Anti-slaughter groups are now hopeful that bill H.R. 2966, the American Horse Slaughter Prevention Act of 2011, introduced in September 2011, will pass through the House and Senate to be enacted into law. This bill prohibits the shipping, transporting, moving, delivering, receiving, possessing, purchasing, selling or donation of horses and other equines to be slaughtered for human consumption. Similar legislation was introduced in four previous legislative sessions and did not pass. If the American Horse Slaughter Prevention Act does not pass in this legislative session, funding for horse-slaughter inspections will undoubtedly be debated and possibly again denied when the next USDA appropriations bill is brought to Congress in September 2012.
@Subhead: U.S. Horse Slaughter’s Impact
While it’s safe to say horse-industry organizations are all interested in what’s best for America’s horses, not all agree on what that might be. There are those who are anti-slaughter, no matter where it takes place; those open to slaughter in the U.S., where it can be regulated and inspected; and those not taking a side on the issue because they have diverse constituents with opposing views. A lot of factors play into the slaughter debate, among them Americans’ emotional and sentimental attachment to horses as companions and as historic figures in this country’s settlement, horse welfare, economics, and the environmental impact of horse slaughter and rendering.
According to the June 2011 United States Government Accountability Office “Horse Welfare” report, “From 2006 through 2010, U.S. horse exports for slaughter increased by 148 and 660 percent to Canada and Mexico, respectively.

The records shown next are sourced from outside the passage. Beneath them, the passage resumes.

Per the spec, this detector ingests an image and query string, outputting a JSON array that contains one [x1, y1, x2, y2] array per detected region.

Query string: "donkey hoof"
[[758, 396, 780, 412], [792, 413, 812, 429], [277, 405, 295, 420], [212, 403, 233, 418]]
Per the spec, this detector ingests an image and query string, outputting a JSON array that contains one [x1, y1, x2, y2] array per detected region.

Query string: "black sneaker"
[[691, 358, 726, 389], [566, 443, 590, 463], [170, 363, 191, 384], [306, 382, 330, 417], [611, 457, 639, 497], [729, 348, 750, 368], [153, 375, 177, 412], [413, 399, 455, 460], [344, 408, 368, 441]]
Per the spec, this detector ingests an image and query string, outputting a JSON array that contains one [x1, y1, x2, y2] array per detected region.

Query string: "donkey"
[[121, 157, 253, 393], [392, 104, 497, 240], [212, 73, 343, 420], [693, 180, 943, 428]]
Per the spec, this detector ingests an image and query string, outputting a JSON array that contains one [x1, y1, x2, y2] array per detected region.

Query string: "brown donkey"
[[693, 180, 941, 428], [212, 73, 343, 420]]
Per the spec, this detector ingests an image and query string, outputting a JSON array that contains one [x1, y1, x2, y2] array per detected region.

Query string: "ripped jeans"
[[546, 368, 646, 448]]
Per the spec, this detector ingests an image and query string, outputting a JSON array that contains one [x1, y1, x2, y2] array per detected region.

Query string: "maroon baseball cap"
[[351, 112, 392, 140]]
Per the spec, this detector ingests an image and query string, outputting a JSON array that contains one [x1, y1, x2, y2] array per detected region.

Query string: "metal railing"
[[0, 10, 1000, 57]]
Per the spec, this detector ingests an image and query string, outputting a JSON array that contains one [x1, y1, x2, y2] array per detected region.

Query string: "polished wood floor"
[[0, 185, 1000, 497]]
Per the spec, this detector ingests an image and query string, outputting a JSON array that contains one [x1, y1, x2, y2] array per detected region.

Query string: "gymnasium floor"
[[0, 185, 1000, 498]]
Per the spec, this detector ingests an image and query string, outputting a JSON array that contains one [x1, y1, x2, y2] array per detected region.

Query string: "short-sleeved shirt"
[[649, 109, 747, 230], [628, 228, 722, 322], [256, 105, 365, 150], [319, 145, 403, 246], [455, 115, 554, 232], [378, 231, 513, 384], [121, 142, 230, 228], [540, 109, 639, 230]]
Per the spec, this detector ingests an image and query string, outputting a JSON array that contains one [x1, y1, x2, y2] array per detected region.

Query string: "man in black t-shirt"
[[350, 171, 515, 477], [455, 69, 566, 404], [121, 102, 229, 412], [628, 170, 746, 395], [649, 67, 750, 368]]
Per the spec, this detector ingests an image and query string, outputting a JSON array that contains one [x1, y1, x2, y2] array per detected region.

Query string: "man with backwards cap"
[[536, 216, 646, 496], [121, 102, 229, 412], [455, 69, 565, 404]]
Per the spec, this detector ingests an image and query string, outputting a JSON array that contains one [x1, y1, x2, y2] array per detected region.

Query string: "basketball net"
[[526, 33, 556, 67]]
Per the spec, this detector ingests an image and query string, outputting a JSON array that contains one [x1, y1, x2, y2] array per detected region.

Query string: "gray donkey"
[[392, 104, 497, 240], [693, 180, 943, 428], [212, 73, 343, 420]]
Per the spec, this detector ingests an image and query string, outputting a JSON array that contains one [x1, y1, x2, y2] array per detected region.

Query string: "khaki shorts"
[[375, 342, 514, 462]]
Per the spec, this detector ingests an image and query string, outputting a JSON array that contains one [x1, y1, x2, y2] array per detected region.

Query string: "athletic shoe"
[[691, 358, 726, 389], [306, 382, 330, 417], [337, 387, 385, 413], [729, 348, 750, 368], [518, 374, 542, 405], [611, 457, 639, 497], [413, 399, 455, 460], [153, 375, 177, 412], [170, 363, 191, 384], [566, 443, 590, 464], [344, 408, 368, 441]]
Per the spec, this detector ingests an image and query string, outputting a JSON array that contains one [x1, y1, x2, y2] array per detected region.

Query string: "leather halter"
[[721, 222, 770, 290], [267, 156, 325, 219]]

As a result, nearly the same number of U.S. horses was transported to Canada and Mexico for slaughter in 2010—nearly 138,000—as was slaughtered before domestic slaughter ceased.”
Groups on both sides of the debate show concern about horses being shipped over borders.
“USDA has no jurisdiction in other countries and has no power to make sure that horses are transported and killed in a humane manner. As a result, horses transported to slaughter are protected by law when they are within the borders of the United States but may be transported and killed inhumanely once they leave our borders,” states the “Unwanted Horses and Horse Slaughter FAQ” web page for the American Veterinary Medical Association, an organization opposing the passage of the American Horse Slaughter Prevention Act.
The GAO “Horse Welfare” report also states, “Closing domestic horse slaughtering facilities significantly and negatively affected lower-to-medium priced horses by 8 to 21 percent. … GAO estimates the economic downturn reduced prices for all horses by 4 to 5 percent.”
In terms of horse neglect and abandonment since 2007, “Colorado data showed that investigations for horse neglect and abuse increased more than 60 percent [from 2005 to 2009]. Also, California, Texas, and Florida reported more horses abandoned on private or state land since 2007,” according to the GAO report.
There are some animal-welfare organizations, such as the AHDF, that say they have not seen an increase or have seen only a small increase in cases of abuse or neglect. (AHDF has had a 20- to 25-percent increase in calls in 2011, but that increase did not come until this year.) Other horse rescue groups’ facilities are at capacity, some being forced to turn away horses needing homes. They attribute this increased need for horse rescue partially to the closing of U.S. slaughter plants (making slaughter a more logistically difficult option for horse owners), partially to the economic downturn and partially to the over-breeding of horses.